RiskMarket RiskRBS Joins Warnings of ‘Currency Wars’

RBS Joins Warnings of ‘Currency Wars’

Royal Bank of Scotland (RBS) is the latest bank to focus on the prospect of ‘currency wars’ erupting, caused by countries seeking to secure an unfair trade advantage by improving competitiveness through depressing their currency.

During 2012, developing countries such as Brazil accused the US and other advanced economies of deliberately driving down their exchange rates through measures such as quantitative easing (QE) and a report last month by Royal Bank of Canada (RBC) strategists suggested that a group of 10 central banks are becoming increasingly active in attempting to lower currencies.

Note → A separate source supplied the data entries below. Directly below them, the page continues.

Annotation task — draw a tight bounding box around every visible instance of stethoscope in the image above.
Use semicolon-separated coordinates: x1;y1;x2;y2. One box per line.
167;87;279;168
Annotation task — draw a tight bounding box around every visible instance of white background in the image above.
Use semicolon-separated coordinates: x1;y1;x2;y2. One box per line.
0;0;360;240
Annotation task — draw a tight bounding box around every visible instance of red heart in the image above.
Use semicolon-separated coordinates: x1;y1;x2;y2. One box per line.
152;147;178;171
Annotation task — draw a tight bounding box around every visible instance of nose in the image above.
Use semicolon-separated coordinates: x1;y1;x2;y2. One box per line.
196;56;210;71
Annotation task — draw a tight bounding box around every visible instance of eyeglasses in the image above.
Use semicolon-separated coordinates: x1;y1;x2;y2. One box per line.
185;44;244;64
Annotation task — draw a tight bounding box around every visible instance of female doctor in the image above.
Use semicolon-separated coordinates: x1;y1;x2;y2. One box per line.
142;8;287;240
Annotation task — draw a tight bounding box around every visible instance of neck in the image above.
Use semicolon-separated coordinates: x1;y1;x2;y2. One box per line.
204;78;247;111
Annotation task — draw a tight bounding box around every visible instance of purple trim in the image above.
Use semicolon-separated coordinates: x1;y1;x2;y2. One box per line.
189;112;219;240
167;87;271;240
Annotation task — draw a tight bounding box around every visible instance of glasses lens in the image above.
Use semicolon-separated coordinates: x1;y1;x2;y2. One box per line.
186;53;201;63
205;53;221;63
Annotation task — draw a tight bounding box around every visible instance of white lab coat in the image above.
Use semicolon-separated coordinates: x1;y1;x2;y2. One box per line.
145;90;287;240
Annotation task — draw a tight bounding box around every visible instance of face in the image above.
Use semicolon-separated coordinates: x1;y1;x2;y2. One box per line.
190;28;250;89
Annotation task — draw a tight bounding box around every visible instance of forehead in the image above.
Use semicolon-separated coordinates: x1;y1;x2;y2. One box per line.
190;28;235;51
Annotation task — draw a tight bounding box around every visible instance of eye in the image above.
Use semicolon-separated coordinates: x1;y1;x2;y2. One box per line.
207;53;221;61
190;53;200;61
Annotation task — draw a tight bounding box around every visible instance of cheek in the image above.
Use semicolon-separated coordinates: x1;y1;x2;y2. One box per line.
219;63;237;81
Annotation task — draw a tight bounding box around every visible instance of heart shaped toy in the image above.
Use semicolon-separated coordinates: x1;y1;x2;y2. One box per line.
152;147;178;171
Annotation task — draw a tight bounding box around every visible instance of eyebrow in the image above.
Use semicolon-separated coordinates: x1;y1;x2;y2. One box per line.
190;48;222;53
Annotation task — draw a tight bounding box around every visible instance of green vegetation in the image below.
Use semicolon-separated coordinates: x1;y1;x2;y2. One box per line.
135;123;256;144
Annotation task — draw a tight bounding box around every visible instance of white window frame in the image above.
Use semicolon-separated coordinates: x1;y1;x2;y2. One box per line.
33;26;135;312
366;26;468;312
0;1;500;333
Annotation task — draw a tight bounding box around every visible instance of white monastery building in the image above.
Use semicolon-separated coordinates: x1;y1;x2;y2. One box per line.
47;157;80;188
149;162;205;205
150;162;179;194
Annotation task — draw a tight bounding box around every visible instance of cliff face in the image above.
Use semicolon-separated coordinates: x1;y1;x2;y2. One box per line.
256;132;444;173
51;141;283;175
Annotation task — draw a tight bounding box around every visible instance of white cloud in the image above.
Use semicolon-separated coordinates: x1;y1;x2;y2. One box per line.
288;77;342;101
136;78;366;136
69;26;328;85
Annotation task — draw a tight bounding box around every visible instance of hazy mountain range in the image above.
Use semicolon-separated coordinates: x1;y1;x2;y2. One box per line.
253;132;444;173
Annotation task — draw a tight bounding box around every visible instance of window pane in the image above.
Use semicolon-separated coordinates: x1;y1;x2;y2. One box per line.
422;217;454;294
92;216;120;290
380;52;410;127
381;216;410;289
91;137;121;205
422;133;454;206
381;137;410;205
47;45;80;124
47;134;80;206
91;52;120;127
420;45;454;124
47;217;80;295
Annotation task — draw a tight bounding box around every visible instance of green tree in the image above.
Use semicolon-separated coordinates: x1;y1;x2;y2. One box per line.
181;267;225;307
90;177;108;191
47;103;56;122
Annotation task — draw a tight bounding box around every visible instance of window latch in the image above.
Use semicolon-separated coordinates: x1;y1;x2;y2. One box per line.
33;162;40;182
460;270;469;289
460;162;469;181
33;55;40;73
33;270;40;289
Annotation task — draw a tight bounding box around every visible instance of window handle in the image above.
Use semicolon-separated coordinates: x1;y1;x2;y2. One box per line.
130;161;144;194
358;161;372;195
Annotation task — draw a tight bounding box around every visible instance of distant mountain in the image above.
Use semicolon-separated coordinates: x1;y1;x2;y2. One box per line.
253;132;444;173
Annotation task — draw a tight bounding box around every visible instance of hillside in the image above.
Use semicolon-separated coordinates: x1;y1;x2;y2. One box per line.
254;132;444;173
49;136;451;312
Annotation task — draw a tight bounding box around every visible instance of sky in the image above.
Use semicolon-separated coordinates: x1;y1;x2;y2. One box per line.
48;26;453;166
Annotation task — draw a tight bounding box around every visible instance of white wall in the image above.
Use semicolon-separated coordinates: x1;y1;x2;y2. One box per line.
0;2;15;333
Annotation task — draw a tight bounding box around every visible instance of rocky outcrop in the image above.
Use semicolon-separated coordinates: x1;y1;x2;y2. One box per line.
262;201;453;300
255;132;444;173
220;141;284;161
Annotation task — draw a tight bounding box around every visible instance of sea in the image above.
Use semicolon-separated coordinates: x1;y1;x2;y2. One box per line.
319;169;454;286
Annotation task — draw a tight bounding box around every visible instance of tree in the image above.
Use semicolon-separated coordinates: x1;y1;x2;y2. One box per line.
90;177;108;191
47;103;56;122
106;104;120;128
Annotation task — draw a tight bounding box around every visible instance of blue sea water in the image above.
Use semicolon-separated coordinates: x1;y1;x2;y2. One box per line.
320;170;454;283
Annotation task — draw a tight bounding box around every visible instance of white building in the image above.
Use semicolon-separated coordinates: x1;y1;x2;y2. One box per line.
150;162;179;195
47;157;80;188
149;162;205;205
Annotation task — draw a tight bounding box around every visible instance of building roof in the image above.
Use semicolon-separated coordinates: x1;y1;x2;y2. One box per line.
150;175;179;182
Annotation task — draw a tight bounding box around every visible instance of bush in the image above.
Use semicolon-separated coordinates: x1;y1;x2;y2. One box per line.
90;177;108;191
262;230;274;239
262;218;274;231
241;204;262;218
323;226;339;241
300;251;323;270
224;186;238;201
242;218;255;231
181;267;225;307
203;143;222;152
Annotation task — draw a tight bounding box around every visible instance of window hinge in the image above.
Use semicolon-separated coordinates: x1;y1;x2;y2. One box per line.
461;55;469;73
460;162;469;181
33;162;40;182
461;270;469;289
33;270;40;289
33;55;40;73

In the earlier RBC report, strategists Adam Cole and Elsa Lignos wrote: “We find substantial evidence that exchange rates are playing a greater role in central banks’ policy decisions. It would seem that G-10 is doomed to follow emerging market [EM] central banks down the path of rising intervention, or at least exchange rate-driven policy.”

An RBS research note, issued 16 January and reported in the
Wall Street Journal
, assessed the willingness of individual countries to intervene in the foreign exchange (FX) markets and their ability to do so, given the structure of their economy. According to the UK bank: “This year could see [the] currency fracas morph into something more internationally combustible: a global currency war.”

RBS singled out Malaysia, Thailand, and Chile as three EM countries likely to lean against currency appreciation, along with the Czech Republic, a relative “newcomer to currency manipulation.” RBS’s strategists, David Petitcolin and David Simmonds, also suggested that Sweden could abandon its traditional reticence to intervene in the markets. However, they believe that China’s willingness to intervene is tempered by its strong export performance, while Brazil’s exports account for only a small proportion of the overall economy.

“For the quantitative easing-leading Japan and US, currency competitiveness is not the lead policy obsession,” the RBS research note states. “Rather, it’s a welcome consequence of the need to loosen financial conditions to reflate domestically.”